Since $N$ is nilpotent of index $2$ ,

e^{B t} = e^{(λ I + N) t} = e^{λ t I} e^{t N} = e^{λ t} e^{t N} .

Expand $e^{t N}$ :

e^{t N} = \sum_{k = 0}^{\infty} \frac{t^{k}}{k!} N^{k} = I + t N (because N^{2} = 0) .

Hence

e^{B t} = e^{λ t} (I + t N) = e^{λ t} [\begin{matrix} 1 & t \\ 0 & 1 \end{matrix}] = [\begin{matrix} e^{λ t} & t e^{λ t} \\ 0 & e^{λ t} \end{matrix}] .

Similar Matrices

Use the series $e^{t M} = \sum_{k = 0}^{\infty} \frac{t^{k}}{k!} M^{k}$ and $B^{k} = (P^{- 1} A P)^{k} = P^{- 1} A^{k} P$ .
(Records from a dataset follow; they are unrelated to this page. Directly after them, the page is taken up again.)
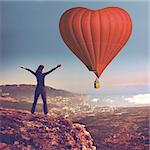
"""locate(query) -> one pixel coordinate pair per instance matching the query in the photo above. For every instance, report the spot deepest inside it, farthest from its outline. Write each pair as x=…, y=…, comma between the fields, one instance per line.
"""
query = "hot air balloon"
x=95, y=36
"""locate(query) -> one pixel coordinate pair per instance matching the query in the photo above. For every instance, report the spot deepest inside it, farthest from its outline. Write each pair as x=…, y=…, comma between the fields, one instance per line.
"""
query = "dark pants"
x=38, y=92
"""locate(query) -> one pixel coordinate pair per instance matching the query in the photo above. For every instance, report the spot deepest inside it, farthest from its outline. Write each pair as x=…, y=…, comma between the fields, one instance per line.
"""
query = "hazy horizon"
x=30, y=36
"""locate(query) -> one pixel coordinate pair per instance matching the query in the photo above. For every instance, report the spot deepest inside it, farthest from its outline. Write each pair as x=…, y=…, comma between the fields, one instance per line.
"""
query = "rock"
x=22, y=130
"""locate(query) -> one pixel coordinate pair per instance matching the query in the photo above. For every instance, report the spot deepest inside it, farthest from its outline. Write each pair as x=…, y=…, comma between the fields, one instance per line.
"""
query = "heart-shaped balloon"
x=95, y=36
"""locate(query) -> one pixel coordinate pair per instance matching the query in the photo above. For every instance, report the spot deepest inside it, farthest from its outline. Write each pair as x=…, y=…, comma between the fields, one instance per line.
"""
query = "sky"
x=30, y=37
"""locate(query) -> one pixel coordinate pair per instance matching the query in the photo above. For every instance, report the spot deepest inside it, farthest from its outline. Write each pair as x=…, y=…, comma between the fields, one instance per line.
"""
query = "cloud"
x=139, y=99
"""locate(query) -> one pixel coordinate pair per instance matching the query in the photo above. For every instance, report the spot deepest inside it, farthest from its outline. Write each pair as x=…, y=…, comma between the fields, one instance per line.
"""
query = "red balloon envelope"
x=95, y=36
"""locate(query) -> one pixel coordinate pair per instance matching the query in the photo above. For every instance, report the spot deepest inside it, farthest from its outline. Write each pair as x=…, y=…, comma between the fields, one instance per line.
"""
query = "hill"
x=21, y=130
x=23, y=92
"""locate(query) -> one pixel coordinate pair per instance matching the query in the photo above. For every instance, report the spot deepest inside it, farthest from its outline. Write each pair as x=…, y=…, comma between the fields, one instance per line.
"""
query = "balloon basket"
x=96, y=84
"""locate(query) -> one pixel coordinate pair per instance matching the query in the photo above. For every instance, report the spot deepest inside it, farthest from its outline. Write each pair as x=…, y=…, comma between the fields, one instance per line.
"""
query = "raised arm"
x=46, y=73
x=28, y=69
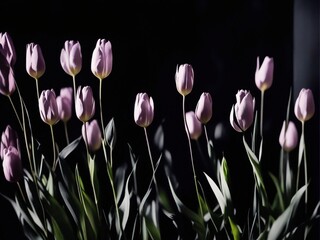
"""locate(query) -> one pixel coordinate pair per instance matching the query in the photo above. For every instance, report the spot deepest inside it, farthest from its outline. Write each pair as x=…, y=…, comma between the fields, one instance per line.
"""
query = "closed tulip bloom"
x=7, y=48
x=35, y=63
x=64, y=102
x=9, y=138
x=143, y=110
x=264, y=73
x=92, y=135
x=12, y=165
x=304, y=105
x=241, y=115
x=194, y=125
x=184, y=79
x=204, y=108
x=288, y=138
x=85, y=103
x=71, y=57
x=101, y=61
x=48, y=107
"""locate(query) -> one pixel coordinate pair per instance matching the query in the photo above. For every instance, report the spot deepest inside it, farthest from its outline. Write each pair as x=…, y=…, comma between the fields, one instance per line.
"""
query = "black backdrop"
x=221, y=39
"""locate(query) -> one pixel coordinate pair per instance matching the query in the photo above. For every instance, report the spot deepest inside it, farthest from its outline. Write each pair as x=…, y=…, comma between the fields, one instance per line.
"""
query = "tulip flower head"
x=85, y=103
x=143, y=110
x=194, y=125
x=71, y=57
x=184, y=79
x=204, y=108
x=102, y=59
x=241, y=115
x=264, y=73
x=304, y=106
x=91, y=134
x=64, y=102
x=288, y=138
x=35, y=64
x=48, y=107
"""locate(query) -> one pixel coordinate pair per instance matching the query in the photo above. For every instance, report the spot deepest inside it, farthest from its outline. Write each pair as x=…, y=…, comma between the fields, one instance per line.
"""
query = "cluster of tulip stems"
x=55, y=200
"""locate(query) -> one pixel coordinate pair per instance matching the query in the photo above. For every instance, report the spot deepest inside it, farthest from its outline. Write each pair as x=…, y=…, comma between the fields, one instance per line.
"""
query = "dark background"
x=221, y=39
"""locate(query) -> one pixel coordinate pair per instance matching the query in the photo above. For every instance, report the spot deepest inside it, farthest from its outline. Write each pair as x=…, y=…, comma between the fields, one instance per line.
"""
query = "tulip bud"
x=304, y=107
x=143, y=110
x=64, y=102
x=71, y=57
x=288, y=138
x=264, y=75
x=184, y=79
x=85, y=103
x=101, y=62
x=204, y=108
x=194, y=125
x=35, y=63
x=7, y=48
x=91, y=134
x=241, y=115
x=48, y=107
x=9, y=138
x=12, y=165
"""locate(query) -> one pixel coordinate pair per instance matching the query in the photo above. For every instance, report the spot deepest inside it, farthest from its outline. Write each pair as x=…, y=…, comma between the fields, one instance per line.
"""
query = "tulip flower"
x=143, y=110
x=85, y=103
x=71, y=57
x=194, y=125
x=12, y=165
x=7, y=48
x=48, y=107
x=184, y=79
x=204, y=108
x=101, y=62
x=241, y=115
x=9, y=138
x=35, y=64
x=304, y=106
x=288, y=138
x=264, y=73
x=91, y=134
x=64, y=102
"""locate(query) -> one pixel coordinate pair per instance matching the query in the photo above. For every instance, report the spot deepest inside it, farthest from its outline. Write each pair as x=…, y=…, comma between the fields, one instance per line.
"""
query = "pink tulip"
x=143, y=110
x=288, y=138
x=241, y=115
x=101, y=62
x=71, y=57
x=85, y=103
x=35, y=64
x=304, y=106
x=194, y=125
x=184, y=79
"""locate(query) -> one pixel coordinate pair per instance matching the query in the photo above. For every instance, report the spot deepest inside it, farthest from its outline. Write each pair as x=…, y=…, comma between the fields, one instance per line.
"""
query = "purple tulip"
x=143, y=110
x=35, y=64
x=85, y=103
x=194, y=125
x=304, y=107
x=71, y=57
x=288, y=138
x=64, y=102
x=92, y=135
x=184, y=79
x=9, y=138
x=7, y=48
x=204, y=108
x=264, y=74
x=241, y=115
x=101, y=62
x=48, y=107
x=12, y=165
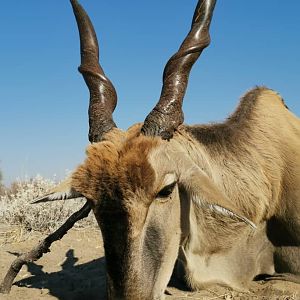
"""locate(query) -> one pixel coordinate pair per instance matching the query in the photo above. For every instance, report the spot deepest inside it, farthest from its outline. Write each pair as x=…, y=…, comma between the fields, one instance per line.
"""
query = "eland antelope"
x=210, y=203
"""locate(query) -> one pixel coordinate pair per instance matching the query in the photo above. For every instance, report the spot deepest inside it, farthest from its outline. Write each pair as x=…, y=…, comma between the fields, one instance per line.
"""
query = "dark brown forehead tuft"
x=116, y=167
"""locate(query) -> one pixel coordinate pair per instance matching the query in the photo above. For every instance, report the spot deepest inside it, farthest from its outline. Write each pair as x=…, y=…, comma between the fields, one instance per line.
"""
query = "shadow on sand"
x=76, y=282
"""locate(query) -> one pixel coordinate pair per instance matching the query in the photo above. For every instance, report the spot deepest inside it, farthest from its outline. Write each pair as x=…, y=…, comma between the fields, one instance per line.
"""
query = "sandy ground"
x=75, y=269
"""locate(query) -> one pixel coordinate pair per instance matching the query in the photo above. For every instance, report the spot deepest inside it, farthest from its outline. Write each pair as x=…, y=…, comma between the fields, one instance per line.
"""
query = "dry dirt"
x=75, y=270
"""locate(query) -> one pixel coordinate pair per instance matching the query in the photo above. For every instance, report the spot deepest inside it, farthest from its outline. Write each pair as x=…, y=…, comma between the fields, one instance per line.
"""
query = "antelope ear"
x=63, y=191
x=204, y=193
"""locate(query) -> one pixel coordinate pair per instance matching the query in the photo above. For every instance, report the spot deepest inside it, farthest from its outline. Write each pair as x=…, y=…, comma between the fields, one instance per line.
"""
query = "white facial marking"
x=222, y=210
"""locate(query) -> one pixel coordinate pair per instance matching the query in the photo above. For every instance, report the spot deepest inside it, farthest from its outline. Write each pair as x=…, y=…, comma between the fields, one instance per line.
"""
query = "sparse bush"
x=16, y=207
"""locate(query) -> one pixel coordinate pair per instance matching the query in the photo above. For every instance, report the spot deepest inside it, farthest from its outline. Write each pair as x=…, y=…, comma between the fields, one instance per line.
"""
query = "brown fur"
x=249, y=166
x=116, y=166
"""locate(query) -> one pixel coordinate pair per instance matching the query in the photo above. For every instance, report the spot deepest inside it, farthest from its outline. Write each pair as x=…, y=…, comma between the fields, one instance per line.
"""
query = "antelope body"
x=214, y=203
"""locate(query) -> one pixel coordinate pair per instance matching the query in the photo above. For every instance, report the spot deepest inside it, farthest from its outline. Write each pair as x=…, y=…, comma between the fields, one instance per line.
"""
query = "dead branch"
x=42, y=247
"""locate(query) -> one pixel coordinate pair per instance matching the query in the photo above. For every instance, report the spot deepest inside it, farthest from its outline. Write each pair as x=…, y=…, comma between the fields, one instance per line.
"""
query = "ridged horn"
x=103, y=96
x=167, y=115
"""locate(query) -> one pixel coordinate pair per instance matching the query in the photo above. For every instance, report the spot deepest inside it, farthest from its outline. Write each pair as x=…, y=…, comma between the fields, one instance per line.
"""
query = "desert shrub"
x=16, y=207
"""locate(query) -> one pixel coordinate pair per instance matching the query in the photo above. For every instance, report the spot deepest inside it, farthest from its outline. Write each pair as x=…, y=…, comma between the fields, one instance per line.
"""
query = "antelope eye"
x=166, y=191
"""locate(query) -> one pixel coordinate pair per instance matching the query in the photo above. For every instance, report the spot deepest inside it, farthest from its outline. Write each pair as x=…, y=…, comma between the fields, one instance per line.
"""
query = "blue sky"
x=43, y=114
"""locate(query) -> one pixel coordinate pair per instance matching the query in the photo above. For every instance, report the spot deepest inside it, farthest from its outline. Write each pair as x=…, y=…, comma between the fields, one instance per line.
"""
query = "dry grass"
x=23, y=217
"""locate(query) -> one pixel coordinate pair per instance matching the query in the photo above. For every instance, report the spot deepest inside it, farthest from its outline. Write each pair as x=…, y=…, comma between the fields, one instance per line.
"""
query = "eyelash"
x=166, y=191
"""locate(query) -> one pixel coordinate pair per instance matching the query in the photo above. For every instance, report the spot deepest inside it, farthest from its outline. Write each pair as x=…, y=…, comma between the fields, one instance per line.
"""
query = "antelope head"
x=135, y=180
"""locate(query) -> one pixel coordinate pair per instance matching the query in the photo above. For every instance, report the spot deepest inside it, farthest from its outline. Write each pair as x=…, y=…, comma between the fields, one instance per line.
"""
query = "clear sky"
x=43, y=113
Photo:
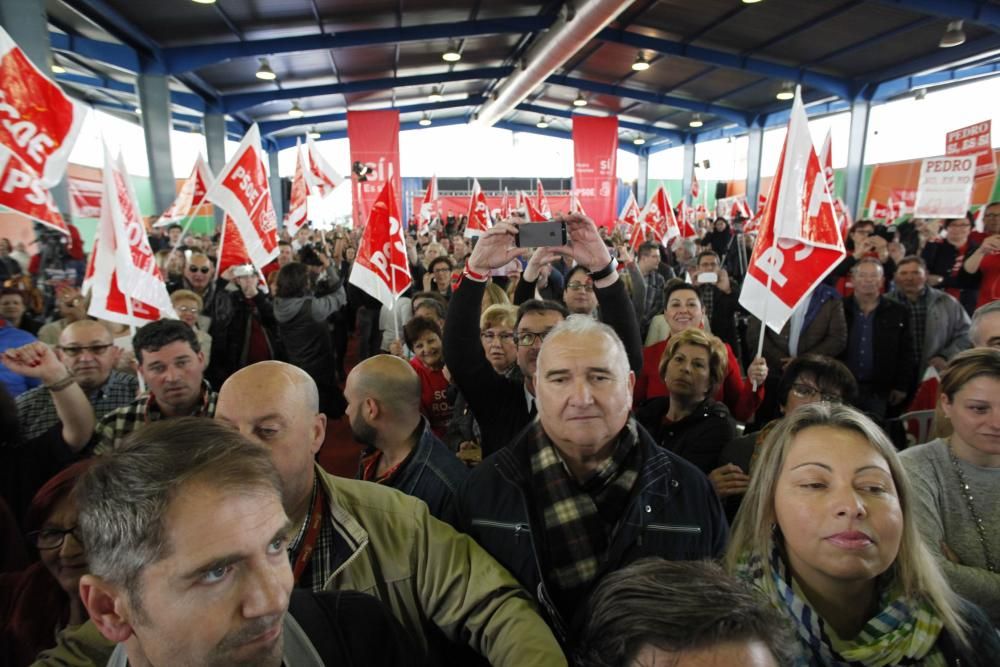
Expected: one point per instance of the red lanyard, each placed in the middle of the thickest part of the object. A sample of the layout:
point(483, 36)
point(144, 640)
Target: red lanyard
point(312, 534)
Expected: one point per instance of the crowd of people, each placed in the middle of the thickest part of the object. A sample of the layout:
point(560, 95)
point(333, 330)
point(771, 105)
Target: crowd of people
point(565, 455)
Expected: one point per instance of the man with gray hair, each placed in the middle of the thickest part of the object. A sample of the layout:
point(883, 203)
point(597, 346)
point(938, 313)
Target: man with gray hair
point(985, 328)
point(186, 537)
point(584, 490)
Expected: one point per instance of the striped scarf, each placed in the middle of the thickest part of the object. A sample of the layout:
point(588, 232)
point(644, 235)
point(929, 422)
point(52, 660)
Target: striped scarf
point(904, 632)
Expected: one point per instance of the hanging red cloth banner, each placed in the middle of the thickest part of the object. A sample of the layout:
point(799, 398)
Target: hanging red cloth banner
point(374, 139)
point(595, 153)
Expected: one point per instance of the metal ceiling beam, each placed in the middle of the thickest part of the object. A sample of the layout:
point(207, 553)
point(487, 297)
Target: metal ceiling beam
point(187, 58)
point(739, 116)
point(889, 89)
point(240, 101)
point(831, 84)
point(289, 140)
point(672, 135)
point(940, 59)
point(981, 13)
point(268, 127)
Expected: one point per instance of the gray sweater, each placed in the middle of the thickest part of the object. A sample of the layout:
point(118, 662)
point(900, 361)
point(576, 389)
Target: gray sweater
point(943, 516)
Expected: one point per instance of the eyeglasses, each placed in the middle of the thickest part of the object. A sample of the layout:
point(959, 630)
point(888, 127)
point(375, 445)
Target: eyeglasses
point(489, 336)
point(807, 391)
point(528, 338)
point(77, 350)
point(52, 538)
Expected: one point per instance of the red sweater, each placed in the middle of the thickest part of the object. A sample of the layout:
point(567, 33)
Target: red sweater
point(735, 392)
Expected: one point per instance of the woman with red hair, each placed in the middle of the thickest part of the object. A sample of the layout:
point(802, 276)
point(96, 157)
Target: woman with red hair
point(43, 599)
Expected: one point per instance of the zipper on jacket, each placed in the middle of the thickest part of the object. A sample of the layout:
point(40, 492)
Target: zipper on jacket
point(517, 528)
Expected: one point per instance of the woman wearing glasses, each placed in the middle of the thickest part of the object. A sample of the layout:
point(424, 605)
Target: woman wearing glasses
point(828, 534)
point(958, 480)
point(38, 602)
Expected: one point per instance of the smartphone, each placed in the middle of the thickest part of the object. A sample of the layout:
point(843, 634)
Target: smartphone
point(541, 234)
\begin{aligned} e^{t B} & = \sum_{k = 0}^{\infty} \frac{t^{k}}{k!} B^{k} \\ = \sum_{k = 0}^{\infty} \frac{t^{k}}{k!} P^{- 1} A^{k} P \\ P e^{t B} P^{- 1} & = \sum_{k = 0}^{\infty} \frac{t^{k}}{k!} P (P^{- 1} A^{k} P) P^{- 1} \\ = \sum_{k = 0}^{\infty} \frac{t^{k}}{k!} A^{k} = e^{t A} . \end{aligned}

So $e^{t A} = P e^{t B} P^{- 1}$